1988: Hard-line leader Sein Lwin clamps indefinite martial law on the capital of Myanmar.
1990: The United States and the Soviet Union jointly condemn Iraq's invasion of Kuwait while Iraqi troops begin massing along Kuwaiti border with Saudi Arabia.
1991: Russian branch formally breaks off from the Soviet Union's Communist Party to form a new party led by reform-minded communists.
1994: Arkansas carries out the nation's first triple execution in 32 years. Stephen G Breyer is sworn in as the Supreme Court's newest justice in a private ceremony at Chief Justice William H Rehnquist's Vermont summer home.
1995: Delegates from some 100 nations agree at the UN on a global treaty to prevent overfishing on the high seas.
1997: Political moderate Mohammad Khatami takes over as president of Iran.

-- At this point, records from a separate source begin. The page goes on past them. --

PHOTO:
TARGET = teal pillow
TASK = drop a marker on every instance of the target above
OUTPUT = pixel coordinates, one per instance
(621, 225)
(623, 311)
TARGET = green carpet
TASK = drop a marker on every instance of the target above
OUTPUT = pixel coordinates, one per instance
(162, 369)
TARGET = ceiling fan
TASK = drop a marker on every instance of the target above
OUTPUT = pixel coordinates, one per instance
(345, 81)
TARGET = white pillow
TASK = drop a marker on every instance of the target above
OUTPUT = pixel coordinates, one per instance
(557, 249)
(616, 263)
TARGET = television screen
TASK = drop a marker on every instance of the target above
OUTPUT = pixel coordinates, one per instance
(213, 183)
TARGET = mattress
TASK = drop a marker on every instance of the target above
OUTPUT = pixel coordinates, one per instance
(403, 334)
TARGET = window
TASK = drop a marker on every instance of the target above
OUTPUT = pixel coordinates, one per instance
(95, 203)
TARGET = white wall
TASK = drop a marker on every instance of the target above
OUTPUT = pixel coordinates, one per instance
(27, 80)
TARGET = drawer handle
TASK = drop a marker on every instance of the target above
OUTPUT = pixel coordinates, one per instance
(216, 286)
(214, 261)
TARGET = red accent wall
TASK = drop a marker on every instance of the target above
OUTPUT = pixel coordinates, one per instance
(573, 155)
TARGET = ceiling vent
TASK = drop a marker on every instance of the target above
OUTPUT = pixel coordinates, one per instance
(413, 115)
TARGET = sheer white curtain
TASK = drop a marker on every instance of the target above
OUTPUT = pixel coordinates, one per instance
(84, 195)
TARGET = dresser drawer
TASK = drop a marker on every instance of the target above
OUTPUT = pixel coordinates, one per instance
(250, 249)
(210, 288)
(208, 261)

1999: The US Justice Department rules that the Government must pay the heirs of Abraham Zapruder US$16 million for his film of President John F Kennedy's assassination.
2000: The European Union opens an antitrust case against Microsoft.
2001: The International Monetary Fund announces it will loan US$1.2 billion to Argentina and extend a US$15-billion line of credit to Brazil.
2002: Taiwanese President Chen Shui-bian calls for legislation that will allow a referendum to be conducted on whether to declare independence from China.
2003: The United Arab Emirates-based Al Arabiya satellite television network broadcasts an audiotape warning allegedly from Ayman al-Zawahiri, a top deputy of al-Qaeda, that the US will pay a "dear price" if it harms any prisoners at Guantanamo Bay, Cuba.
2007: A 94-year-old great-great-grandmother, Phyllis Turner, who left school at the age of 12, becomes the world's oldest recipient of a master's degree from the University of Adelaide in Australia. Toyota says its April-June 2007 profit jumped 32.3 per cent to a then-record high for a quarter, lifted by strong overseas sales and a weaker yen. Iraqis welcome home their soccer team which had won the Asian Cup.
2008: At least 145 people are killed in a stampede of pilgrims at a remote Hindu temple in India.
2009: Huge crowds reminiscent of the 1986 "people power" demonstration take to Manila's streets to honour the passing of former President Corazon Aquino who captured the hearts of Filipinos by ousting a brutal dictator and keeping democracy alive in the Philippines.
2012: The UN General Assembly overwhelmingly denounces Syria's crackdown on dissent in a symbolic effort meant to push the deadlocked Security Council, and the world at large, into action on stopping the country's civil war. Michael Phelps rallies to win the 100-metre butterfly for his third gold of the London Games and the 17th of his career. Missy Franklin sets a world record in the 200 backstroke for the 17-year-old's third gold in London. Falling at speeds of up to 220 mph, 138 skydivers shatter the vertical skydiving world record as they fly heads-down in a massive snowflake formation in northern Illinois. (This record was in turn eclipsed in 2015 by 164 skydivers plunging over central Illinois.)
2016: President Barack Obama cuts short the sentences of 214 federal inmates, including 67 life sentences, in what the White House calls the largest batch of commutations on a single day in more than a century. An Emirates Boeing 777 crash-lands in Dubai and catches fire; all 300 people on-board survive but one firefighter is killed.
2021: Jamaican Elaine Thompson-Herah becomes the first woman to win the 100-metre and 200-metre sprint double at two consecutive Olympic Games.
Koshaku Yamagata Aritomo, first prime minister of Japan (1838-1922); Dolores del Rio, US-Mexican film star (1905-1983); Phyllis Dorothy (PD) James, British mystery writer (1920-2014); Tony Bennett, US singer (1926- ); Martin Sheen, US actor (1940- ); Martha Stewart, US lifestyle guru (1941- ).